Friday, 24 June 2011 17:51

Girls, Boys Lead Different Lives Because of Government Services

If the leading cause of death for girls under 11 is AIDS and the leading cause of death for boys of the same age is road traffic accidents, what does this tell us about the way our lives are gendered?

Firstly it tells us something about how our national HIV policies are being implemented. When girls are babies they are generally more resilient than baby boys, yet this statistic reveals that somewhere between the womb and grade 5, girls are losing out. There should be equal services for both girls and boys. Is it a question of parents favouring male children’s health over girls? This is not unheard of in many developing countries. Or is it a question of the state providing gendered services?

Secondly it requires that we ask how these young girls contracted HIV if they were not born with it. As many families remain economically impoverished, many parents cannot provide girls with the capitalist comforts they have been led to believe are essential to their existence. As a consequence, a worrying social pattern known as “transactional sex” has emerged. Older men provide girls with phones, transport and clothing in return for sex. Older men are more likely to have had more than one partner, and the age difference makes it difficult for young girls to negotiate condom use. As a result, girls are at high risk of exposure to HIV. This is happening across cultural groups around the country, and perhaps also has something to do with high rates of teenage pregnancy. In addition, traditional practices such as ukuthwala also expose young girls to HIV for the same reasons.

Third, it requires that we ask questions about the different lives that girls and boys lead. Road traffic is not gendered, and if a girl is hit by a car she is equally likely to die. But girls are not being hit by cars as often. This tells us something about the fact that boys are outside more than girls, perhaps playing more than girls. We already know that the HIV has a female face in SA, and that the carers are generally women. Perhaps a statistic like this tells us that girls are part of this care economy, or are at least filling the gaps while their mothers and aunts are taking care of other relatives.

I went to a talk last week by Lisa Vetten of the Tshwaranang Legal Advocacy Centre and Janine Hicks of the Commission for Gender Equality. The question was whether gender was a local government election issue and the response was overwhelmingly that it was not, had not ever been, and unless we began to question government in the interim between elections it would never be. The way services are delivered to local communities affects the way that girl and boy children are able to live.

All girls and boys deserve equal access to basic services. Unfortunately when there is no electricity or potable water in a community, women are the ones who collect firewood and girl children are their able assistants in boiling water for cooking and drinking. Better sanitation for communities means that girl children will not have to skip school because they have nowhere to dispose of their sanitary pads or tampons, or because they don’t have access to them at all. Functioning enclosed toilets mean that girl children, as well as boy children, will be safer when using shared toilets.

Another often quoted statistic is that in SA girls have a higher chance of being raped than of learning to read. These rapes are often committed by someone the girl knows, and most often by someone in her family.
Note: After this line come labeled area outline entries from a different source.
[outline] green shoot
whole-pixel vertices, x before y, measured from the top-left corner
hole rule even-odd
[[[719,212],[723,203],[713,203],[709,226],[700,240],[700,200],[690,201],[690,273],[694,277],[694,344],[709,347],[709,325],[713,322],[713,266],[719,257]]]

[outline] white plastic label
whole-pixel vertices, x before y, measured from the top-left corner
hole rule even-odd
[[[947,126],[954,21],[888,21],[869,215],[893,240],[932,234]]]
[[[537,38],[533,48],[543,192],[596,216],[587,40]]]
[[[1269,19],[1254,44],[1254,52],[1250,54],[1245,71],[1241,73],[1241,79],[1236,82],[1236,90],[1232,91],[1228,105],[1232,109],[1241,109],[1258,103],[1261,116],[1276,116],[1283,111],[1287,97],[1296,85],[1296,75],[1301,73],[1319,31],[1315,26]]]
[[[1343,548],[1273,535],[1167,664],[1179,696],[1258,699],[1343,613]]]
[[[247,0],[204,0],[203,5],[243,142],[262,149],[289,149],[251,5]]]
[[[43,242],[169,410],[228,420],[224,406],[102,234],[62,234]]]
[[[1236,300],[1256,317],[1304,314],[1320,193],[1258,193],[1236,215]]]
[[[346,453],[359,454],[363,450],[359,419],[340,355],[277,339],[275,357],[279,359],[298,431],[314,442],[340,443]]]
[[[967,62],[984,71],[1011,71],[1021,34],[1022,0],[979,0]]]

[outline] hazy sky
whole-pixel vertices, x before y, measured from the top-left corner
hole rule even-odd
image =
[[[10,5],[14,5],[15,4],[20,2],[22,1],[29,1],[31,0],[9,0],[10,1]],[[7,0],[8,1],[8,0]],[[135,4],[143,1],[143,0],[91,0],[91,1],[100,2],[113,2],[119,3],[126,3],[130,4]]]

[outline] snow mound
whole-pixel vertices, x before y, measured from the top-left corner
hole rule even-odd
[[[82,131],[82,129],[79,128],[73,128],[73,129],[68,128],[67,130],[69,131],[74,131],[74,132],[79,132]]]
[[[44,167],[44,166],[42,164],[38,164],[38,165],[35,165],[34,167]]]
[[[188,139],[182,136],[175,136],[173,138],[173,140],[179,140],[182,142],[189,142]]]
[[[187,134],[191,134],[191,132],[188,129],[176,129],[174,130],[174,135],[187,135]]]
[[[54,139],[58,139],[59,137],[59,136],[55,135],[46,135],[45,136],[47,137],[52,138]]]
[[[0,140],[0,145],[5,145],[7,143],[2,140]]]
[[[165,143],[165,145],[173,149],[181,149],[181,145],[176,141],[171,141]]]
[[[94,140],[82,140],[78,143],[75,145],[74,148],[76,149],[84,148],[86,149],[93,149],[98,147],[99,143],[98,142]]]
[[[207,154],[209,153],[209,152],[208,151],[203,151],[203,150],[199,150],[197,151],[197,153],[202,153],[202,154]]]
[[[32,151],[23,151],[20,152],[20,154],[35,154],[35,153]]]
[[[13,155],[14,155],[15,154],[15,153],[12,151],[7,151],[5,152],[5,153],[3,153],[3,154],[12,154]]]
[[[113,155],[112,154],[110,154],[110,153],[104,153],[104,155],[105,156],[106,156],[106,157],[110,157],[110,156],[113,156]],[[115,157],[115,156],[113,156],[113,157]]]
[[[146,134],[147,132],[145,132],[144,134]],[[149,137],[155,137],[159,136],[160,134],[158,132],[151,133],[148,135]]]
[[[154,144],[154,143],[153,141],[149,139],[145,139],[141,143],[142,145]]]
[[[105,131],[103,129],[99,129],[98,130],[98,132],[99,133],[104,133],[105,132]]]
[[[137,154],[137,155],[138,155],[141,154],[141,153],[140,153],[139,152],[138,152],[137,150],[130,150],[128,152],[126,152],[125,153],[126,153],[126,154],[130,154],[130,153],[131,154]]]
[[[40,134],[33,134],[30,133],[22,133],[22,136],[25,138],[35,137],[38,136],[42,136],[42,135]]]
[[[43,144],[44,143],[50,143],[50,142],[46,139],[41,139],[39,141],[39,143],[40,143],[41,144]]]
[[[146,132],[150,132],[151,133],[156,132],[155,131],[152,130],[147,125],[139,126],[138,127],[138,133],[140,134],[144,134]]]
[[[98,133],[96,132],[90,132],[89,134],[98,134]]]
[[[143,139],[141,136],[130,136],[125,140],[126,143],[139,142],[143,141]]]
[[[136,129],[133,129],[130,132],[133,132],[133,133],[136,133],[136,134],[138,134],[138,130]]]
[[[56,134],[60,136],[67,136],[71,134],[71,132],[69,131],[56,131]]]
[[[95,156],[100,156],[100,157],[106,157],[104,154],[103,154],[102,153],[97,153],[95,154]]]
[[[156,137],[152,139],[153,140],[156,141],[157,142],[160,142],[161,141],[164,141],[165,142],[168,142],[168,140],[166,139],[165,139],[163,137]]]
That person is probably also abusing her mother, sister or aunt. At the same talk last week, Hicks and Vetten described how housing affects this. Houses are built with only one door, so if an attacker locks that door the person being abused cannot leave. In addition, RDP housing policy only allows you to own an RDP house once. Consequently many women stay in abusive relationships because if they leave their abuser in their home, they will probably never get access to another one. Systemically coercing women to stay in abusive relationships puts them and their children at risk of abuse.

We must begin to recognise that the delivery of services is engendered on a practical level, even when it appears neutral on a policy level. Unless we demand gendered manifestos from parties, these services will remain skewed and we will continue to live a democracy that favours men over women.